Just my very brief view of this current development........
1. If the equipment had presented a health and safety risk......
It would have been dealt with quicker than this.
2. If the equipment contained sensitive or even classified data.....
It would have been dealt with quicker than this and likely the nature of the issue kept from the new owner to reduce the risk of downloading, copying or dissemination.
3. If someone is in the POO for incorrectly processing equipment that was meant to be destroyed according to a contractual obligation........
Such matters end up taking time to sort out as there will be meetings, discussions between involved parties, more meetings and eventually a decision on the way forwards to correct the situation in a satisfactory manner. Such decisions can involve a significant amount of money, lawyers, managers and time wasting !
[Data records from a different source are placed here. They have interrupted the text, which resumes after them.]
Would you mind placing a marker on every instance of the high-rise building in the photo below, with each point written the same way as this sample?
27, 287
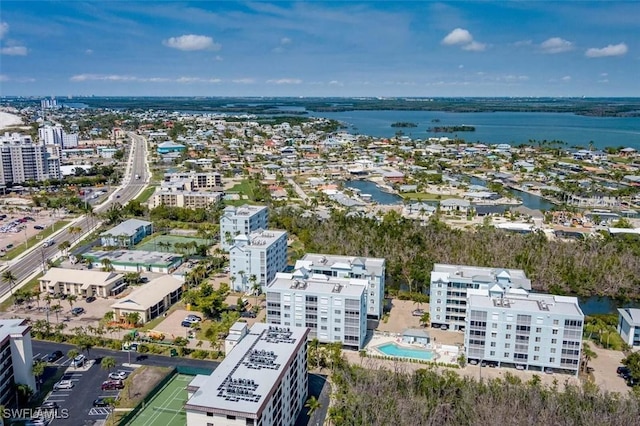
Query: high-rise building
263, 381
370, 268
16, 359
334, 309
261, 254
449, 285
531, 331
22, 160
241, 220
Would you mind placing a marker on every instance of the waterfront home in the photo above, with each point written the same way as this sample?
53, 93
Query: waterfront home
455, 205
629, 325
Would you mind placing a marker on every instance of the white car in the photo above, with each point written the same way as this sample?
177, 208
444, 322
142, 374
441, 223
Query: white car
63, 384
118, 375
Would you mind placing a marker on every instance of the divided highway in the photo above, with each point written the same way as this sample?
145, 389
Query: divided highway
130, 187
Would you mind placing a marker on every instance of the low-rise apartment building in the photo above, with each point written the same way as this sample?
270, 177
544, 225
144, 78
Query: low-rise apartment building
16, 359
211, 181
449, 285
370, 268
260, 255
241, 220
127, 234
513, 328
151, 299
334, 309
185, 199
263, 381
81, 282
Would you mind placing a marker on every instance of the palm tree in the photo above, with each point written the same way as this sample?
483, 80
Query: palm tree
313, 405
106, 265
10, 278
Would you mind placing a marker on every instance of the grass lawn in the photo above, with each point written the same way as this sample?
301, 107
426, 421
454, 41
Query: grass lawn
425, 196
34, 284
146, 194
18, 250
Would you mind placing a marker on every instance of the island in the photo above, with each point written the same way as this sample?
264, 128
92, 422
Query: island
451, 129
404, 124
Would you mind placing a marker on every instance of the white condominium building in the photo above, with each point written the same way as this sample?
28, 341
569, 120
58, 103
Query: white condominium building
185, 199
369, 268
449, 285
334, 309
241, 220
256, 258
262, 382
534, 331
208, 180
22, 160
16, 359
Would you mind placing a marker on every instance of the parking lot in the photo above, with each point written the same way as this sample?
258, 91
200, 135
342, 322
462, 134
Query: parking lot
16, 228
76, 405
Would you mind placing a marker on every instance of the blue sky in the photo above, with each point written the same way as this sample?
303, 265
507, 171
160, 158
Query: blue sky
316, 48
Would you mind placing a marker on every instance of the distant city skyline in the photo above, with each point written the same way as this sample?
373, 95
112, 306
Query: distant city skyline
381, 48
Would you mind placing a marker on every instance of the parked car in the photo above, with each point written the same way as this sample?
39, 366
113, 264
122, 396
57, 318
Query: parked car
112, 385
78, 361
54, 356
63, 384
49, 405
101, 402
119, 375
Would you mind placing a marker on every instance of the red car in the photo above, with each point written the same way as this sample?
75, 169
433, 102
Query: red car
112, 385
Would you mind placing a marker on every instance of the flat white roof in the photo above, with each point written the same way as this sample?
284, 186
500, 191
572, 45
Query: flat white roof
149, 294
244, 381
80, 276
I see the current letter from Veolia as the output of scenario 3.
This matter has taken too long to be satisfactorily resolved and such suggests this is a procedural action and has no basis in law. In my opinion a nil response is justified. Only if real, lawyer documented, legal claim is made on the equipment are you needing to consider opening communications again.
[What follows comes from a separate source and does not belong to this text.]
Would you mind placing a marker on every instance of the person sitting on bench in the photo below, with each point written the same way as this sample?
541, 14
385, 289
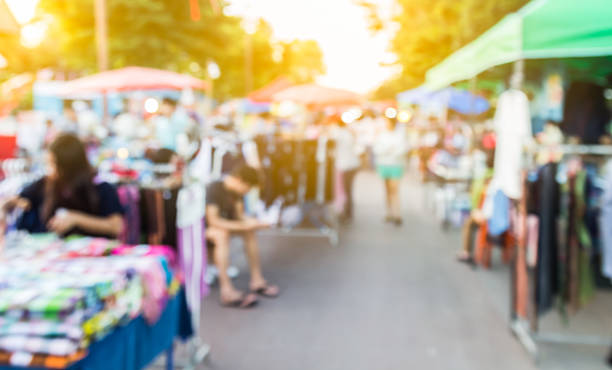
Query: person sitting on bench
225, 218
As for emails followed by a recorded delivery letter.... that is just normal practice as an email is not guaranteed to be read by the intended recipient and read receipts are not proof of who opened the email.
If someone hopes to gain financial advantage out of this situation, remember Veolia is not known for being a generous company and, unlike Keysight, likely cares little about your view of them as a company. Expect them to play hard ball and offer you only what you paid for the item including postage, or at best, an independent valuation of the equipment in the current market. I suspect there will be no offers of replacement equipment as the discussions appear to have moved away from Keysight involvement.